The largest study to date that addresses the question of SLN in high-risk endometrial cancer is the prospective, multicentre (2 high-volume centres) SHREC study from Sweden [57]. Of the 257 patients with FIGO I – II high-risk endometrial cancer who were included in the study and analysed, 54 patients had pelvic lymph node metastases and 52 of the patients with lymph node metastases were identified correctly by the SLN algorithm that was used [57]. The study yielded a sensitivity of 100% and a negative predictive value of 100% for this SLN algorithm, and the bilateral detection rate was 95% [57]. Isolated para-aortic lymph node metastases were diagnosed in two patients (1%) [57]. The rate of para-aortic SLNE was 81% [57].
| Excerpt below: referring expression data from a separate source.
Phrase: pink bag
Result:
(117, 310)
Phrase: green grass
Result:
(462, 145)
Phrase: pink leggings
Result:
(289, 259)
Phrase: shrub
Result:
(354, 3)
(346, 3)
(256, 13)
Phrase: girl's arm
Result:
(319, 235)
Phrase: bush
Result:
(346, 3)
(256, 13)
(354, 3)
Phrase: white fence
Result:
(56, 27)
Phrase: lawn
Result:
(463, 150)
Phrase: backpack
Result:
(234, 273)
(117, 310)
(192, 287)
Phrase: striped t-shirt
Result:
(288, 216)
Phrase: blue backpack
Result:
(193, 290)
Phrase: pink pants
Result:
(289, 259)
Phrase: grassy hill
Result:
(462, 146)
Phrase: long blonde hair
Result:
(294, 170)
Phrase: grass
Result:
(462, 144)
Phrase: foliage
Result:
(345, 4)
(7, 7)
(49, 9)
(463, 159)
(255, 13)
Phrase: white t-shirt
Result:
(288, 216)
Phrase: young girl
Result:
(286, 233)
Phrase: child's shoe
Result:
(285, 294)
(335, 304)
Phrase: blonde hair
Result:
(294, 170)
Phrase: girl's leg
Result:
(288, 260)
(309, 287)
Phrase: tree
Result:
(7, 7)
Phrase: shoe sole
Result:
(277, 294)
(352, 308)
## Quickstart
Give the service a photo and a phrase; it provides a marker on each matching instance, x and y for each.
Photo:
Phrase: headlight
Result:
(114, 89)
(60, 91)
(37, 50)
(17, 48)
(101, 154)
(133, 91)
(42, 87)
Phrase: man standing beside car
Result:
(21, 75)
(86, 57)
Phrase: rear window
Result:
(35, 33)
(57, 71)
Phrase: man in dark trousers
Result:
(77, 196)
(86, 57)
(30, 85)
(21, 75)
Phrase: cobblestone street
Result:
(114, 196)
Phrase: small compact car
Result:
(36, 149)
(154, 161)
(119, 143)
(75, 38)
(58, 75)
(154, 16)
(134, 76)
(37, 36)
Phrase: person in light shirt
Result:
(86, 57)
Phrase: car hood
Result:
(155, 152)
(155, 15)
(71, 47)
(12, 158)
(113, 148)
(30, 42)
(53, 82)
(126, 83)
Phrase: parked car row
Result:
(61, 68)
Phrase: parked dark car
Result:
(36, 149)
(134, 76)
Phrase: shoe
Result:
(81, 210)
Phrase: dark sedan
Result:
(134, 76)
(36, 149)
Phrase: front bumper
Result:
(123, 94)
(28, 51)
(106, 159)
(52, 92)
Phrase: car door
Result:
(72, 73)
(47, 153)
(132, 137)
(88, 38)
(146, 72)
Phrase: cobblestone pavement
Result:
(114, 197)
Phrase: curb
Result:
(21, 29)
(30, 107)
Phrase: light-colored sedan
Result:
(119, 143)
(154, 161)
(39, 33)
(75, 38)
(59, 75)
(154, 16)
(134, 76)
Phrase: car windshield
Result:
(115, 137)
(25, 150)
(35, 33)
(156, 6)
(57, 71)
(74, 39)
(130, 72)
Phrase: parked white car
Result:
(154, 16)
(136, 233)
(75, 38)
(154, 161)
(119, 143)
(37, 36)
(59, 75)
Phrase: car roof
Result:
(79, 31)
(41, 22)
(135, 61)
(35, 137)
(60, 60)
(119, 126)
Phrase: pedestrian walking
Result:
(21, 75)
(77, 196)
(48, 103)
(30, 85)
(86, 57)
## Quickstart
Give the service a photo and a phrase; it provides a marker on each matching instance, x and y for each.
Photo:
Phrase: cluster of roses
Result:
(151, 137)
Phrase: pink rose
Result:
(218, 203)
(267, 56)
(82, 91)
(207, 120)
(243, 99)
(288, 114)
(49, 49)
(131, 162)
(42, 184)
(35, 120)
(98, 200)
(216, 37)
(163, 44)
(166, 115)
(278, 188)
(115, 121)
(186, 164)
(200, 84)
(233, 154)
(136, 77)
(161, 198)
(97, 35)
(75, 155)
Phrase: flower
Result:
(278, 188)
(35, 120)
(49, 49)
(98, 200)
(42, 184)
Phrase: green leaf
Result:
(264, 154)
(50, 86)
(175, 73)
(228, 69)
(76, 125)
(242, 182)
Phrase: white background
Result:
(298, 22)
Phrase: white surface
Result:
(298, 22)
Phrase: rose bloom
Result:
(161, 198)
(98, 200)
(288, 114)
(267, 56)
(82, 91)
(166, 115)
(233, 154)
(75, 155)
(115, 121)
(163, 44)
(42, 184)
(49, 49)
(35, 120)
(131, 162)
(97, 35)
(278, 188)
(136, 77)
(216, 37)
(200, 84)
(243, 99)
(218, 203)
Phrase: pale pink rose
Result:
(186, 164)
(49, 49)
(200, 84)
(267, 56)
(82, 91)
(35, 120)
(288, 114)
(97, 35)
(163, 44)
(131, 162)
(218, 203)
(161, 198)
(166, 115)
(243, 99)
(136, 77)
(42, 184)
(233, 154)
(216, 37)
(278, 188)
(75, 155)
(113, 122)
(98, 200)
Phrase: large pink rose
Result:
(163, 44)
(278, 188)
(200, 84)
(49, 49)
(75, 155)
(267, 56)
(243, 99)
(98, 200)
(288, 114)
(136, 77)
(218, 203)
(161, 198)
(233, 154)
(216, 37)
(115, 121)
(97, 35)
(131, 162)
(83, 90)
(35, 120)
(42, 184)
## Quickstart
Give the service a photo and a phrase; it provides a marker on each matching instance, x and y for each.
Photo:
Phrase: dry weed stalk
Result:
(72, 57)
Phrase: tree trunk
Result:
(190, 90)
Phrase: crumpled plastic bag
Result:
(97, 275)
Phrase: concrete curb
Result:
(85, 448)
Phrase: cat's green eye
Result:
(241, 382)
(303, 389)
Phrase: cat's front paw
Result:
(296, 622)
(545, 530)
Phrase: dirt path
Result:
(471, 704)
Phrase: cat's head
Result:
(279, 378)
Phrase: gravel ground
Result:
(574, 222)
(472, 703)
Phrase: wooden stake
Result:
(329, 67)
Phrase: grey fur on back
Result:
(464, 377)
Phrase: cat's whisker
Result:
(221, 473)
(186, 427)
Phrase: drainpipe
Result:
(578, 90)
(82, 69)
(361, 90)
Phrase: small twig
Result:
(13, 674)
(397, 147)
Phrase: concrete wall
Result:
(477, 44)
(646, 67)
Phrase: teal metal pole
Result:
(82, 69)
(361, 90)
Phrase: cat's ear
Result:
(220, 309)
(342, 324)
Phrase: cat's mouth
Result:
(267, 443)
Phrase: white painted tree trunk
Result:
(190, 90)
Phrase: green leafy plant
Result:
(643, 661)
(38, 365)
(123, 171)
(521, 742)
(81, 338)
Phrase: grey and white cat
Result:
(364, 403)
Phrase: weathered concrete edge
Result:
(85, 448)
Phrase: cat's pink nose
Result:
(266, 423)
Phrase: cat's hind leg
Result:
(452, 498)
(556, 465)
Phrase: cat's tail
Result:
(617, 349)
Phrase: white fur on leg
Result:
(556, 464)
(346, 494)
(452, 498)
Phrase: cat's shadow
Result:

The results of the SHREC study are similar to the results of the high-risk subgroup (102 of 356 patients, 28.6%) from the FIRES study [56]. One false-negative sentinel lymph node was found among the 102 patients with high-risk endometrial cancer. The rate of para-aortic SLNE was also high in patients in this study and was performed in 74% of patients with high-risk endometrial cancer [56].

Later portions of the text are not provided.